You have been noticing how the park floor has been drying up little by little, post the south-west monsoon. The grass has been cut and left to dry, spongy beneath your feet. One morning you follow a squirrel carrying a big piece of dried grass, you know it must be going to its nest. You watch it jump from tree to tree, up there, to finally reach the hollow in which it is building a nest. You realize with a smile that you know the names of the entire squirrel path - the Aakaasha Mallige, the Gulmohar, the Rudrapalaash, the Cassia Javanica. :) You know everyone's names, you must belong here.
The silk cotton tree has started yellowing in patches - you are surprised, you didn't know it has an autumn, this tropical tree. The leaves are more sparse, the ground below drying up. One day you come across a rat snake along the edge of the cement platform. You notice that you haven't heard the barbets in a month now. You wonder where they have gone.
You come in early one morning, before daybreak, to see how the park feels in the dark. The moon, seen between the rain tree canopies, beautiful. A few people already walking, jogging. You catch the first rays of light on the upper branches of the silk cotton tree. You stand still and watch a squirrel move slowly, sucking on Aakaasha Mallige flowers. It has just come down from the trees, and is feeding, not yet sprightly, not yet doing the crazy squirrel stuff they always seem to do, chasing each other up and down trees. You have been standing still and it comes close to you, not minding.
You wonder at its simple life, coming down from the tree every morning, taking what nature offers that day.
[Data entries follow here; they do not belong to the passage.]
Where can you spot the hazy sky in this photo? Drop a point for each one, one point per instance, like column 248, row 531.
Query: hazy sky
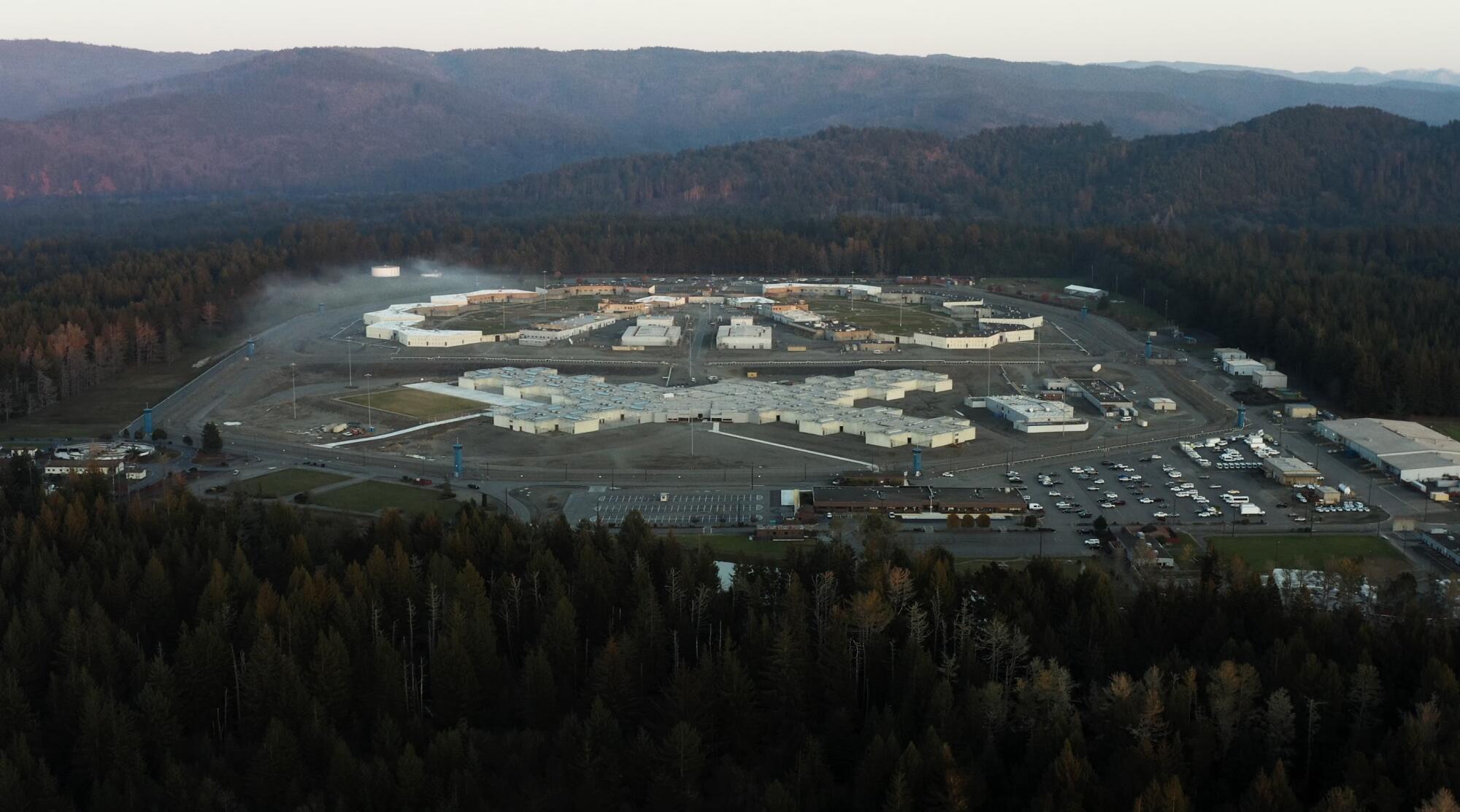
column 1288, row 34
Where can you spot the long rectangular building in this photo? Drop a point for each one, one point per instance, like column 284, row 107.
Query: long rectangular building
column 1401, row 449
column 564, row 329
column 539, row 401
column 842, row 498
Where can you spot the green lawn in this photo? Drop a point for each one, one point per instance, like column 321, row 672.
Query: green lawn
column 287, row 482
column 373, row 497
column 415, row 403
column 1303, row 551
column 883, row 317
column 739, row 546
column 515, row 316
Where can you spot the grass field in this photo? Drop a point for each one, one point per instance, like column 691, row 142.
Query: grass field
column 287, row 482
column 739, row 546
column 1302, row 551
column 374, row 497
column 415, row 403
column 1126, row 310
column 883, row 317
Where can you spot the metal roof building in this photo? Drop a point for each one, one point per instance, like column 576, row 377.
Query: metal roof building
column 1402, row 449
column 1291, row 471
column 1033, row 415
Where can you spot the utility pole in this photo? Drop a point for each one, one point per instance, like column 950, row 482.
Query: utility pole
column 370, row 417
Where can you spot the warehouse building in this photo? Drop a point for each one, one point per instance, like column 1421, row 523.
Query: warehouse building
column 992, row 501
column 1291, row 471
column 66, row 468
column 1401, row 449
column 1033, row 415
column 1243, row 366
column 539, row 401
column 566, row 329
column 964, row 307
column 1271, row 379
column 744, row 333
column 1443, row 544
column 798, row 317
column 779, row 290
column 652, row 330
column 979, row 339
column 659, row 300
column 1011, row 319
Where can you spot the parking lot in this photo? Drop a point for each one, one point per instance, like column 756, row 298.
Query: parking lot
column 1169, row 485
column 669, row 509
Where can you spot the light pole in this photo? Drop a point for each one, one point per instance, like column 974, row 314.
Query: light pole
column 370, row 417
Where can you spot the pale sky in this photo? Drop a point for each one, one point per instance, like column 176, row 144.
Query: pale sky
column 1286, row 34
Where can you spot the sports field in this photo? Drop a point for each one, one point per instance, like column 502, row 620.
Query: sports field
column 287, row 482
column 739, row 546
column 374, row 497
column 515, row 316
column 1302, row 551
column 415, row 403
column 883, row 317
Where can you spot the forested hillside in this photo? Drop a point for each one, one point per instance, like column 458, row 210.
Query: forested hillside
column 1306, row 167
column 182, row 656
column 312, row 120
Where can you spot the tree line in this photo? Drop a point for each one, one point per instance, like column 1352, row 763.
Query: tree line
column 179, row 654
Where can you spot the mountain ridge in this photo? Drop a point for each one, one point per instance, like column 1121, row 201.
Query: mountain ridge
column 401, row 120
column 1297, row 167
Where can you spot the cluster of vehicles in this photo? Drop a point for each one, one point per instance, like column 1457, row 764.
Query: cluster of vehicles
column 1230, row 457
column 1348, row 506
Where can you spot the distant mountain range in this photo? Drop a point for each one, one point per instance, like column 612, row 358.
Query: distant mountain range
column 1414, row 78
column 80, row 120
column 1300, row 167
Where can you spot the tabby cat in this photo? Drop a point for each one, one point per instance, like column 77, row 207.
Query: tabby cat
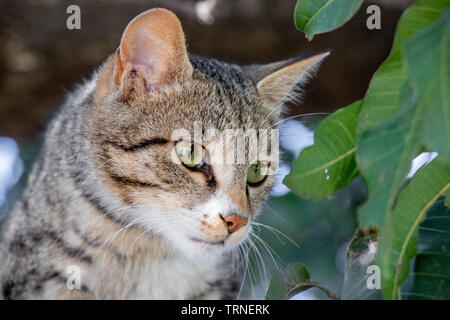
column 115, row 207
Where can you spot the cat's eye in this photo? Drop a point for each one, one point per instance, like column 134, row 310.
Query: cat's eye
column 257, row 172
column 190, row 154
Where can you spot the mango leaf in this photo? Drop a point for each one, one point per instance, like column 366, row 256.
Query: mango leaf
column 431, row 273
column 319, row 16
column 427, row 61
column 384, row 158
column 398, row 238
column 447, row 199
column 382, row 98
column 329, row 164
column 360, row 269
column 294, row 277
column 385, row 152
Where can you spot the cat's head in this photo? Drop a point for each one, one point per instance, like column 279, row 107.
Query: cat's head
column 151, row 126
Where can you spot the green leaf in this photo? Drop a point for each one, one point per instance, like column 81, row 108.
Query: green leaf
column 384, row 158
column 398, row 238
column 431, row 274
column 427, row 61
column 329, row 164
column 382, row 99
column 447, row 199
column 319, row 16
column 385, row 152
column 288, row 281
column 360, row 255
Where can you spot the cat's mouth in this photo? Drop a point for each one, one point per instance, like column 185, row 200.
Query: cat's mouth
column 214, row 243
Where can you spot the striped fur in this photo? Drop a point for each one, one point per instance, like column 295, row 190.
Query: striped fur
column 105, row 196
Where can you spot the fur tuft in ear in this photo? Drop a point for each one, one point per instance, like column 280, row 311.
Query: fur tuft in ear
column 276, row 82
column 153, row 47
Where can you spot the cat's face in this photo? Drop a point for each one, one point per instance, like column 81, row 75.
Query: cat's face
column 160, row 127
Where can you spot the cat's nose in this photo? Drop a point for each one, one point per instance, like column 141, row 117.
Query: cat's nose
column 234, row 222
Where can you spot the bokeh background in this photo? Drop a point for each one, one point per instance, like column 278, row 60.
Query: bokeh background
column 40, row 60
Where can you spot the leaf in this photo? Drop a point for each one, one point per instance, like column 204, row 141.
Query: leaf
column 398, row 238
column 360, row 255
column 288, row 281
column 385, row 152
column 431, row 274
column 382, row 98
column 384, row 158
column 319, row 16
column 329, row 164
column 447, row 199
column 427, row 61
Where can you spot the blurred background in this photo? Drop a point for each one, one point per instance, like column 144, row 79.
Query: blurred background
column 40, row 60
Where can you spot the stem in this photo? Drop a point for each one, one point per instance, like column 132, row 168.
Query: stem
column 329, row 293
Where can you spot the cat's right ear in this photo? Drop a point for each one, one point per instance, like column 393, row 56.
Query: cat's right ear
column 277, row 82
column 152, row 49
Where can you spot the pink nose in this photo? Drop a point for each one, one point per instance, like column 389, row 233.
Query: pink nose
column 234, row 222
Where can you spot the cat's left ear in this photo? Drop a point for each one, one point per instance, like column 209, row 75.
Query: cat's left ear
column 153, row 47
column 276, row 82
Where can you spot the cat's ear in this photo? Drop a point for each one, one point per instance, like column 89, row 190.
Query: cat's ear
column 153, row 47
column 276, row 82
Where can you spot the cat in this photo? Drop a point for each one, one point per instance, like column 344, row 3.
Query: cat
column 108, row 213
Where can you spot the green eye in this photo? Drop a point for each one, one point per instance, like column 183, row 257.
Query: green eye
column 257, row 172
column 190, row 153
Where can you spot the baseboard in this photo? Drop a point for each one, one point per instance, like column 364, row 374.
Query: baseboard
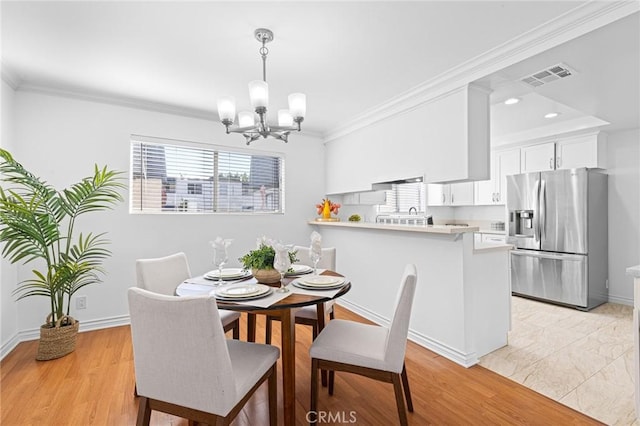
column 9, row 345
column 89, row 325
column 452, row 354
column 620, row 300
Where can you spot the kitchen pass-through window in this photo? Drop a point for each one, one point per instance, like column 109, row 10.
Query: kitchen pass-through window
column 170, row 176
column 403, row 196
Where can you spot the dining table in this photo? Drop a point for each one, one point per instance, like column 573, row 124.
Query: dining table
column 282, row 308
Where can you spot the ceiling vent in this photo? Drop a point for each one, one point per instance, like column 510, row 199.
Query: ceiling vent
column 548, row 75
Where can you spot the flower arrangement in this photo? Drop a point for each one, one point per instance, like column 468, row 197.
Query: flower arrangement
column 262, row 257
column 327, row 207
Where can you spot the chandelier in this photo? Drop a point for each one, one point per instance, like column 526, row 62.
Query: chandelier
column 259, row 96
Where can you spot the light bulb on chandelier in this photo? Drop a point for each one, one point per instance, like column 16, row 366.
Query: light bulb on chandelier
column 288, row 120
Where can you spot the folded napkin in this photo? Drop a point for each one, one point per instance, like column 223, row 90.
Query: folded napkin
column 198, row 286
column 220, row 243
column 318, row 293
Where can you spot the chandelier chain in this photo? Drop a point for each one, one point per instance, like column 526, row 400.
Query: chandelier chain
column 264, row 51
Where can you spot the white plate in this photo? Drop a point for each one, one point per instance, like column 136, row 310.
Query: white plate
column 242, row 299
column 227, row 274
column 300, row 269
column 243, row 291
column 311, row 287
column 321, row 280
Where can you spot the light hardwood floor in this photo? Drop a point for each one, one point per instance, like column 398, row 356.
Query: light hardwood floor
column 94, row 385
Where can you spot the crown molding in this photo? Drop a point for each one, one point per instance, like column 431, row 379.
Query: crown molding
column 100, row 97
column 136, row 103
column 9, row 76
column 578, row 21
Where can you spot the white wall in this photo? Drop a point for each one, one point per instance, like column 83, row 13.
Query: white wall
column 8, row 272
column 61, row 138
column 623, row 158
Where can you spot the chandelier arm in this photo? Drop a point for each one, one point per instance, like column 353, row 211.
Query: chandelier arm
column 284, row 128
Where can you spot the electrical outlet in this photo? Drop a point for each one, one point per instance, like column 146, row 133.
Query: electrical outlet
column 81, row 302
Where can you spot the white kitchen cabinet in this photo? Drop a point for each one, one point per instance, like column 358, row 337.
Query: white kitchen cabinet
column 582, row 151
column 494, row 191
column 587, row 150
column 538, row 158
column 450, row 194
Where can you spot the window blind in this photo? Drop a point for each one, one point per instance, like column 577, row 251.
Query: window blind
column 175, row 176
column 401, row 197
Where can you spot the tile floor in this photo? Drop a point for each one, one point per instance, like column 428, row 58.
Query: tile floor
column 581, row 359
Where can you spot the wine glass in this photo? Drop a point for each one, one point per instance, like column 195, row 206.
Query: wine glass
column 282, row 263
column 219, row 260
column 315, row 254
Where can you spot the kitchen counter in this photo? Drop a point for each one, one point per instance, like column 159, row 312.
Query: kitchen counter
column 462, row 302
column 429, row 229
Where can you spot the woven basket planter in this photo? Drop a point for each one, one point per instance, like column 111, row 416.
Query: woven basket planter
column 59, row 340
column 266, row 276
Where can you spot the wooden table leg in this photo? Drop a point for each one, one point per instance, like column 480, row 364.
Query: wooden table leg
column 320, row 315
column 288, row 366
column 251, row 327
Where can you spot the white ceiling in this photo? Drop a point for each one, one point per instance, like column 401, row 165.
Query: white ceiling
column 348, row 57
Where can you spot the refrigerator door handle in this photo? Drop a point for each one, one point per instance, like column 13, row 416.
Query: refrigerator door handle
column 543, row 209
column 547, row 255
column 536, row 210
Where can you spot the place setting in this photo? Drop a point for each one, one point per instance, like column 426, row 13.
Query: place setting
column 318, row 285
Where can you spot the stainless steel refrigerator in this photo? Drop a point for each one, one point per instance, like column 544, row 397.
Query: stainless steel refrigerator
column 558, row 225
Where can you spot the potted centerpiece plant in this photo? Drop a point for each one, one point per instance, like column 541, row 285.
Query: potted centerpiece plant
column 260, row 262
column 37, row 224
You have been also waiting for the blooming of the tabebuia impetignosas every week, the pink fist-bunches of lightness. They are blooming, in small patches, but the leaves are yet to fall fully, it is slow this year. Last year was so stunning, so breathtaking, you cannot possibly ask for more. You will wait, and take what is offered too. You will not complain.
More dry leaves under the silk cotton tree. More browns everywhere. The leaves fall down on you in the wind occasionally as you lie down and watch the kites. You notice how smoothly the dark rainy wet months have transitioned into this light dryness. How so much has changed. You notice that you have been learning to live in the present, in the Now, more than ever before. More than ever you know that your imagination is limited, you have no way to predict what will come your way, good or bad.
Maybe this ritual has played a part in preparing you for that? This regular seeing, this receiving, this documenting of the Now. Your moments of happiness are less clouded by the future, the whatifs, your usual paranoia of loss, your perennial preparation for the worst, the conditioning of the past. Perhaps this ritual has synced you with the rhythm of the universe, the many comings and goings of things, all beyond your control. The only surety, what you have now, in this moment.
You receive each drop of Joy like holy water, your head bent.
As the sun moves towards Uttaraayan, as yet another year catapults towards its end, you walk under falling leaves, grateful.